Having recovered my mental balance I began to laugh. The awful majesty of temporary power, from a protoplasm up!

It is indeed a curious fact that the world is not so much governed by its ruling classes as by the lower ones, who exercise their temporary tyranny—in whatever capacity it be—with a colossal arrogance that leaves the arrogance of a higher sphere leagues behind. Who has not seen great ladies, majestic beings in their own drawing-rooms, wait patiently before a counter while the young "saleslady" finished an interesting conversation with a colleague in imitation diamonds. Possibly in private life the young "saleslady" was not at all proud; but place her behind a counter, and it gives her a moral support that makes her rise superior to the aristocracy and crush the middle classes.

Never shall I forget the pathetic sight of a distinguished general—one who fought and won a battle in the American Civil War, that decided the fortunes of the North—buying a pair of kid gloves from a superior young person in a glove store. He waited a long time very patiently while she exchanged a light badinage with an idle youth, splendid in the tallest kind of a collar.
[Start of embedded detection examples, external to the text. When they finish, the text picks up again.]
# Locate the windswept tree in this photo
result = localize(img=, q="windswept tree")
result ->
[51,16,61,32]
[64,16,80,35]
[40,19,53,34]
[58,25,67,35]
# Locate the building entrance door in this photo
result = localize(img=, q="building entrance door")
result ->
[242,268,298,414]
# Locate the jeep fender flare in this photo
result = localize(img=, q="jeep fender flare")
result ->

"If you please," the general ventured, seeing the talk was not of business. The haughtiness with which she turned on him! "What do you want?"

She leaned on the counter with both hands in that most delightfully engaging and characteristic of shop attitudes. No, there was no badinage for the poor general, and as he had no taste and no ideas, she sold him the most dreadful yellow gloves, with which he was burdened when we met at the door. He showed them to me rather piteously.

"They don't look right, somehow," he sighed. "Why don't you change them?" I urged. "Because," the great man whispered, whose courage was famous in the land, "because I'm afraid of her."